Two Easy Ways to Merge Your Money

Two easy ways to merge accountsThere are two basic ways to merge your money with your spouse or significant other; but there’s no one official “right” way.

Just use whichever method works best for the two of you, or come up with your own. The important thing is that you’re both happy with the results. Don’t let potential judgment from others influence your decision.

Here are the basics on the two simple ways to combine your finances, along with a few of the pros and cons for each.

The one big pot method

This is what might be thought of as the traditional way to merge money: close your separate accounts and open a single combined one. All of your money goes into one big pot, where it’s then doled out for bills, savings, investing, spending money, etc.

Who does the doling out is up for grabs — one person can handle it, or you can set aside time each week and pay bills together. Likewise, all of your debts go into one big pot, regardless of who obtained them. All financial endeavors are undertaken jointly; whether it’s paying off debt or saving up for your children’s education.

Pros:
-Fewer accounts to deal with
-Less record-keeping
-Good if traditional views & roles are important to you
-Good if your goals, feelings about money, and spending/savings habits are almost identical
-Can be a good way for both parties to stay aware of your family’s financial state

Cons:
-One person may feel like the other person is keeping score
-Easy to fall into a parent-child relationship regarding money
-Bad if your goals, feelings about money, and spending/savings habits are different
-Can be a way for one partner to ignore the finances while the other handles them

The his, hers, & ours method

This method is gaining popularity and is very flexible. In the his, hers & ours method you keep your existing individual accounts, and you open a new joint account together. Each partner then contributes a certain amount to the joint account.

How much to contribute is usually determined in one of two ways: either based on percentage of income, or based on dividing the joint expenses in half.

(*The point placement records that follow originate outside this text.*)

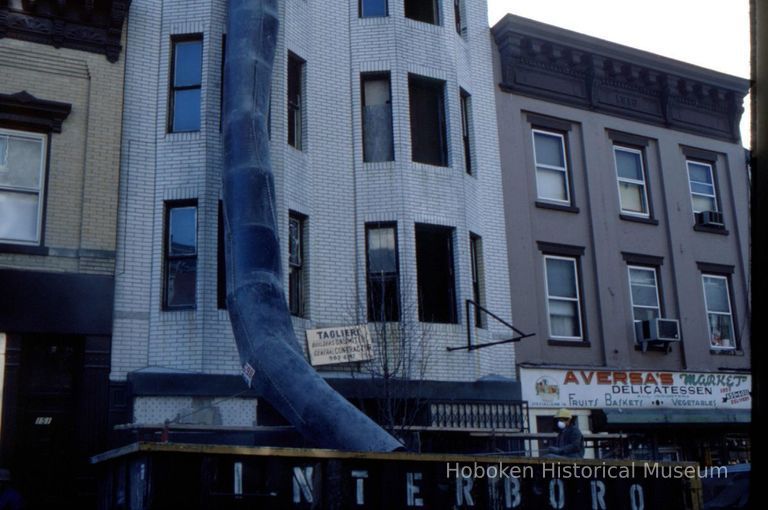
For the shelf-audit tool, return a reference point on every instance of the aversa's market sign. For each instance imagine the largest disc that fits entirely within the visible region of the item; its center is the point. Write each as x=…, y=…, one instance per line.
x=636, y=389
x=339, y=345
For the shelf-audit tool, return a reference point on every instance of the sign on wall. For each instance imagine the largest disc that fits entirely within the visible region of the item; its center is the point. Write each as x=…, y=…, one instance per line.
x=636, y=389
x=347, y=344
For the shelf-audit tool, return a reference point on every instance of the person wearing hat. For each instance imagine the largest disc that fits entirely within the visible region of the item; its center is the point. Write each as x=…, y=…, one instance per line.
x=10, y=499
x=569, y=442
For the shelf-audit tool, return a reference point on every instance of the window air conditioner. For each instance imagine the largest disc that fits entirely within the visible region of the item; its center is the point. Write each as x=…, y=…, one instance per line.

If you do percentage of income it works like this: if one person makes 65% and the other person makes 35% of the total income, then you each pay 65% and 35% of the bills respectively. If you do half, each person pays half of the joint bills, regardless of how much income they are bringing in. All joint bills (which usually include everything related to running the household, plus entertainment or activities that you both participate in) are paid from the joint account.

Things that only one of you wants to do are paid from individual accounts (such as hobbies, gifts, splurges, car payments if you each have a car, etc.)

Pros:
– Feels more independent & flexible
– Good if your goals, feelings about money, and spending/savings habits are dissimilar (and even better if they are similar)
– Can be a good way for both parties to stay aware of your family’s financial state
– Joint expenses are generally fixed, making it easier to budget

Cons:
– More accounts to deal with
– More record-keeping
– If you each contribute half but have wildly different incomes, you live at the level of the person who makes the least amount of money
– You may get flak from people with more traditional views

If you’ve combined your finances already, which method do you use? No matter which method you choose to merge your money, be sure to have regular updates so that both parties are aware of how you are doing financially and to set goals & evaluate progress.

2 comments

  • Alan S

    We mix the two. We have one big pot but specific amounts transferred monthly to individual accounts. The big pot is for family expenses and agreed upon spending. Personal accounts can be used however the individual wants to use it.

    • That sounds like a slightly different way of doing the his, hers & ours method — pretty similar except you transfer out instead of in.